You: I am an intelligent person and I can figure out my problems. Why should I go to therapy and pay someone to give me advice about my own life? How can anyone know me better than myself?
Me: I agree with all that you have said. And I want to point out that sometimes we have some blind-spots that not even the most self-aware person can see. It helps then to have someone who is very interested in you, and in the dynamics of your psyche to show you what those blind-spots might be. Also getting help when you need it is the intelligent thing to do. Just as you need to go to a cardiologist when you have physical heart problems, it helps to go a psychotherapist when you have issues with mental or emotional health.
You: Well other people around me can tell me what my blind-spots are. Why should I go to a therapist?
Me: True, people around you can tell you a lot about yourself too. If you have those kind of relationships in your life, where you can trust people to say the truth, without any intention of hurting you. Great! That is wonderful. I will add that even the best-intentioned people have their own dynamics with you, since therapists are paid professionals they are trained to keep their biases out of the way and to serve you fully. Also more often than not they do not give you advice, but listen in a way that helps you sort out what all you are thinking and the different layers and aspects of your thinking and feeling.
You: But that will only show me that I am confused or have many different things to consider. If you are not giving advice then how can you help?
Me: That is the beauty of therapy. The therapist listens in such a way that by reflecting back what they hear and by asking the right kind of questions, you come to a place of clarity and understanding.
You: So what kind of questions are these?
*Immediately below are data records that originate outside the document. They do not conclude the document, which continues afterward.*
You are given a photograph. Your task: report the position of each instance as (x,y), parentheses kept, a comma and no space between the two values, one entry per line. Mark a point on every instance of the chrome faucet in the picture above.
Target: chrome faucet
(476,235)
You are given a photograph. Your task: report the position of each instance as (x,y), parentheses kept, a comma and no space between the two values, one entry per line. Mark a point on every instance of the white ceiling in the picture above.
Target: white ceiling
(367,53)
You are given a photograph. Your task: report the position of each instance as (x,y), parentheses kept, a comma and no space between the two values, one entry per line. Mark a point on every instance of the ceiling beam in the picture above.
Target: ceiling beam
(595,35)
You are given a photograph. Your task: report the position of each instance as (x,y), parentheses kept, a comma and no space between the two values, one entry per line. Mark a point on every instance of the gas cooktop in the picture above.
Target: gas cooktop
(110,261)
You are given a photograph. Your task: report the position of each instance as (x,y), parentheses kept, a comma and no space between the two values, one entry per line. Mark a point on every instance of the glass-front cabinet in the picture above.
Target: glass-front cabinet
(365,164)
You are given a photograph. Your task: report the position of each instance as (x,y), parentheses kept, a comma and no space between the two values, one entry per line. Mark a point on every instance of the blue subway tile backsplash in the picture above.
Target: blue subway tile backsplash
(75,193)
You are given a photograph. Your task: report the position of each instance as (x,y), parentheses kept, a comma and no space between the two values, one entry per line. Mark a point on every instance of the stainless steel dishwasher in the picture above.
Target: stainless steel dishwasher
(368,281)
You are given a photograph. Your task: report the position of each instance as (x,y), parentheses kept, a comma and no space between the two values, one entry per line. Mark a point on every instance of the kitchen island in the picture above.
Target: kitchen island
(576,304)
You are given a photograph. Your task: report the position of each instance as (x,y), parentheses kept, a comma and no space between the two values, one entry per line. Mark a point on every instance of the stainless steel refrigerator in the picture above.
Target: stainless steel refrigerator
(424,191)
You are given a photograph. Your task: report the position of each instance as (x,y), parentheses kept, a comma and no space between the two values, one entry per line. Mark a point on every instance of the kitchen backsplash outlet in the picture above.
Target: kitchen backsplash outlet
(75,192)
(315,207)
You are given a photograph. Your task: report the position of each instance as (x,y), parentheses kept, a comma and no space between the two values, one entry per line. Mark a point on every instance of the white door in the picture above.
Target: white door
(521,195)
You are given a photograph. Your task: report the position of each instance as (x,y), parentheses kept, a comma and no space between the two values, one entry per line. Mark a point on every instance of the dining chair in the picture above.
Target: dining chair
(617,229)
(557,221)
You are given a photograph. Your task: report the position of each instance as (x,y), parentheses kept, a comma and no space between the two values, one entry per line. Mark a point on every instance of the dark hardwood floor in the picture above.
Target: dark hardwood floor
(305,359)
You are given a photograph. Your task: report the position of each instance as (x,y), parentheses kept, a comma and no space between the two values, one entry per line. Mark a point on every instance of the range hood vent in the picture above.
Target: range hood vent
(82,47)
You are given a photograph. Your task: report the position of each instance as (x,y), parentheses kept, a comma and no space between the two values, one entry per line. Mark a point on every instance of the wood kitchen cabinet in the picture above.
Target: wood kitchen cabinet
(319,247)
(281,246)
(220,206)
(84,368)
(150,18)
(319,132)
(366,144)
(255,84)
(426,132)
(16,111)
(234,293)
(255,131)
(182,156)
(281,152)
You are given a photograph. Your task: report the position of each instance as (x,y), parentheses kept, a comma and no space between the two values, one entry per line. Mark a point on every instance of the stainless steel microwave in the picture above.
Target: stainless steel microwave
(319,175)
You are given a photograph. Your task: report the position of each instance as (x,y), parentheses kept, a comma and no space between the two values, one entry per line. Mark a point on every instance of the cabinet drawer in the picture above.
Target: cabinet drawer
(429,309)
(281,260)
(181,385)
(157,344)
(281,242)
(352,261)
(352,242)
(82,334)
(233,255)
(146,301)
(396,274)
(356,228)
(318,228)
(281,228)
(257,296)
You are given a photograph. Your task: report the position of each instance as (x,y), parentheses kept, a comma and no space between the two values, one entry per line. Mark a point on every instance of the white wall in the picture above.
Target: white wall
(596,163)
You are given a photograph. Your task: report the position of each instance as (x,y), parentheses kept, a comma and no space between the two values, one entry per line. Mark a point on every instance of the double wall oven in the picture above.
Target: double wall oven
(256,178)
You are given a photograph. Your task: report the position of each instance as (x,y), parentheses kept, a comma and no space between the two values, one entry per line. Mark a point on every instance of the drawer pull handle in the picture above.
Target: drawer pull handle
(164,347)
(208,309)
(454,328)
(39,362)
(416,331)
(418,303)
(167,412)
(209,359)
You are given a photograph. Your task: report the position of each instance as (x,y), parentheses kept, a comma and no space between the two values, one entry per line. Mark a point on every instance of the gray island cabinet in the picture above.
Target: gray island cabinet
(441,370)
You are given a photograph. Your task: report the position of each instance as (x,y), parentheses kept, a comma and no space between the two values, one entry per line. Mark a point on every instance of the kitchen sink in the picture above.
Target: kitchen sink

Me: The kind of questions that allow you to drop deeper in to your process, that allow you to discover aspects and sides of the issue that you may not have considered before. They ask the kind of questions and/or observations that allow you to make connections between what you said earlier and what you are saying now. They make the kind of observations that bring the sub-conscious processes into your conscious awareness, so you can integrate them better.
You: I am not sure if I want to know what is in my sub-conscious. If it is not coming into consciousness than there must be a good reason why it is there, so why rouse the sleeping dogs? Isn’t there some such proverb?
Me: Yes, I believe there is a proverb like that. The gain from uncovering the sub-conscious material is that once it comes into consciousness it no longer has a hold on you. You can choose how you want to handle it once it is in your awareness.
You: I am guessing that the reason it was put into the sub-conscious was that it was too painful. Will not all that pain come up then? So why pay someone money to rake up old pain?
Me: Yes, sometimes painful memories might get dredged up. But being in therapy helps you to process them and work through them so they no longer have control over you. They are only memories, they belong to the past and the therapist can help you to lay them to rest and make your peace with the past and move on in a lighter, freer way.